April 2011 Spencer C. Schantz Distinguished Lecture Series

Leon McGinnisLeon F. McGinnis, Ph.D. PE
Eugene C. Gwaltney Chair in Manufacturing Systems and Professor
Georgia Institute of Technology

Public Lecture - Thursday, April 28, 2011
3:00 p.m. Sinclair Auditorium

Title: Industrial Engineering—Quo Vadis? One Man’s Idiosyncratic View of His Profession

Abstract

Industrial engineering was born in the work of F. W. Taylor at the Midvale Steel Company, and grew under the moniker of “scientific management.” Peter Drucker famously ascribed much of modern economic prosperity to the success of Taylor and those who followed. Today, IE is a rapidly growing profession in the developing world, but there are troubling signs of professional decline here in the US. This talk will sketch a history of IE, an assessment of where we are today, and some conjectures about our future. Running through the talk is an attempt to answer the question: “What is it that we, as IEs, really do?” A successful and sustainable profession must have a clear and shared answer to that question. I will suggest an answer, and identify some challenges the answer implies.

To see slides from the public lecture, please click here.


Technical Talk - Wednesday, April 27, 2011
2:30 p.m.
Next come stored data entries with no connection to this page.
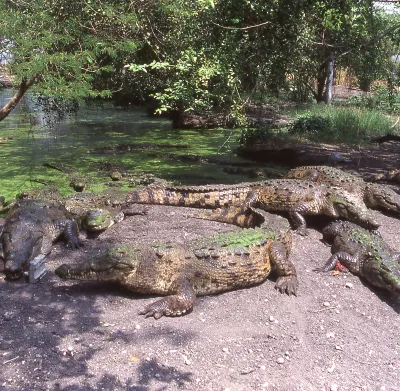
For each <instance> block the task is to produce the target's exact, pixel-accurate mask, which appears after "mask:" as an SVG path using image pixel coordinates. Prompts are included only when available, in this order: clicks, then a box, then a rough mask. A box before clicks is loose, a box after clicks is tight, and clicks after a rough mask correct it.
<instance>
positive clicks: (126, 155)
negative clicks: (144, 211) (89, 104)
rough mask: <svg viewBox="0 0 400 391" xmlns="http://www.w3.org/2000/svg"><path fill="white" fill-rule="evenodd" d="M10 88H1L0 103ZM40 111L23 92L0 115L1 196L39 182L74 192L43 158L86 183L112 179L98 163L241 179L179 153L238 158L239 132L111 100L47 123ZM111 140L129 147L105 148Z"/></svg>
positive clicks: (0, 181) (48, 162) (239, 179)
mask: <svg viewBox="0 0 400 391" xmlns="http://www.w3.org/2000/svg"><path fill="white" fill-rule="evenodd" d="M11 92H12V91H10V90H2V91H0V107H1V106H3V105H4V104H5V103H6V102H7V101H8V99H9V98H10V97H11ZM46 118H48V117H46V116H45V115H44V113H43V112H42V111H41V109H40V107H38V106H37V105H36V104H35V101H34V99H33V98H32V97H29V96H28V97H25V98H24V99H23V101H21V102H20V103H19V105H18V107H17V108H16V109H15V110H14V111H13V112H12V113H11V114H10V115H9V116H8V117H7V118H6V119H5V120H3V121H2V122H0V162H1V170H0V183H1V190H0V195H4V196H5V197H6V198H7V199H8V198H13V197H15V195H16V194H17V193H19V192H21V191H23V190H29V189H32V188H37V187H43V186H56V187H57V188H58V189H60V190H61V191H62V192H63V193H64V194H68V193H71V192H73V189H71V188H70V187H69V181H68V178H67V176H66V175H65V174H63V173H62V172H60V171H57V170H54V169H51V168H49V167H46V166H43V164H44V163H50V164H52V165H56V166H57V165H63V167H68V168H69V169H71V170H72V171H74V172H76V173H78V175H82V176H84V177H85V178H86V179H87V180H88V184H89V190H90V189H92V190H98V189H101V188H103V187H105V186H106V184H107V183H109V182H110V181H111V180H110V178H109V177H108V174H107V172H106V170H105V169H104V167H117V168H121V169H123V170H126V171H128V172H132V173H142V172H145V173H152V174H154V175H155V176H157V177H161V178H164V179H167V180H172V181H175V182H176V183H181V184H205V183H217V182H221V183H228V182H235V181H240V180H243V177H240V176H237V177H235V176H232V175H231V174H227V173H225V172H224V171H223V170H222V169H221V168H220V167H217V166H216V165H214V164H210V163H209V162H199V161H196V160H193V161H190V160H189V161H188V160H187V159H182V158H180V157H179V156H178V155H202V156H204V157H214V158H218V159H221V160H223V159H225V160H227V161H232V162H240V161H244V159H241V158H239V157H237V156H235V155H234V153H233V151H234V150H235V148H236V147H237V138H238V131H236V132H235V131H232V130H224V129H218V130H179V129H172V127H171V122H170V121H169V120H166V119H162V118H149V117H148V116H146V113H145V111H144V110H143V109H129V110H125V109H120V108H115V107H113V106H112V105H111V104H104V105H102V106H98V105H97V106H94V105H93V106H86V107H82V108H81V109H80V110H79V112H78V113H77V114H76V115H71V116H69V117H68V118H67V119H66V120H64V121H63V122H61V123H57V124H55V125H53V126H49V125H48V123H47V122H46ZM118 145H133V148H130V150H126V149H128V148H125V149H124V148H122V150H121V148H120V149H116V150H111V151H107V150H106V149H107V148H110V147H116V146H118ZM101 148H103V150H100V151H99V149H101ZM96 150H97V151H96ZM94 152H97V153H94ZM171 154H174V155H173V156H172V157H171Z"/></svg>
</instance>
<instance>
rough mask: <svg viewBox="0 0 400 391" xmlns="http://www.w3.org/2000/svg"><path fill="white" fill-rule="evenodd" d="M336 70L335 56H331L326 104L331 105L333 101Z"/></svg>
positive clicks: (329, 56)
mask: <svg viewBox="0 0 400 391" xmlns="http://www.w3.org/2000/svg"><path fill="white" fill-rule="evenodd" d="M334 69H335V55H334V54H333V53H331V54H330V56H329V59H328V62H327V64H326V84H325V94H324V102H325V103H326V104H330V103H331V101H332V90H333V72H334Z"/></svg>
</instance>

Mohler Lab room 453

Title: Model Based Industrial Engineering

Abstract

Contemporary IE education certainly could be said to be “model centric”, given our emphasis on mathematics, optimization, statistics, and simulation. Yet compared to software engineers, we are relatively immature users and creators of models, modeling languages, and modeling tools. This talk will describe the opportunity that I think we are missing, how we might capture that opportunity, and what doing so might mean for our profession. I will give some examples of what can be accomplished when we first focus our modeling work on describing the thing we are engineering, in its own terms, and then use that model as a platform for accessing the wide variety of analysis and synthesis tools already at our disposal.

To see slides from the technical talk, please click here.


Biography

Leon McGinnis holds the Eugene C. Gwaltney Chair in Manufacturing Systems at Georgia Tech. He received the BSIE from Auburn University, and the MSIE and PhD from North Carolina State University. He is a registered Professional Engineer in the state of Georgia.

Dr. McGinnis is a leader in developing and administering industry-focused and interdisciplinary education and research programs at Georgia Tech. He helped to establish the Material Handling Research Center in 1982. He also helped to establish the Computer Integrated Manufacturing Systems (CIMS) Program, which received a LEAD Award from ASME for excellence in graduate-level interdisciplinary manufacturing education. He served as CIMS Director from 1988 to 1998. Dr. McGinnis is the founding Director of the Keck Virtual Factory Lab, serves as Associate Director of the Manufacturing Research Center (MRC), and was instrumental in the establishment of the Rapid Prototyping and Manufacturing Institute within the MRC.

In his research, Dr. McGinnis investigates the problems arising in the description, analysis, and design of discrete event logistics systems, which include, for example, warehouses, factories, and global supply networks. His work always involves the integration of computational tools for description and analysis, and the creation of formal models of system structure and behavior. Dr. McGinnis has authored over 20 books, co-authored 17 book chapters, has 70 referred archival publications, and has written hundreds of conference papers.

The Institute of Industrial Engineers has recognized Dr. McGinnis with the Outstanding Publication Award, the David F. Baker Distinguished Research Award, and the Fellow Award. He has also received the Reed-Apple Award from the Material Handling Education Foundation.


About Spencer C. Schantz

This lecture series is endowed in the name of the late Spencer C. Schantz, who graduated from Lehigh in 1955 with a B.S. in Industrial Engineering. Following progressive responsibilities with several electrical manufacturing companies, in 1969 he founded U.S. Controls Corporation and became its first CEO and President. The Spencer C. Schantz Distinguished Lecture Series was established by his wife Jerelyn as a valuable educational experience for faculty, students and friends of Lehigh’s Industrial and Systems Engineering department.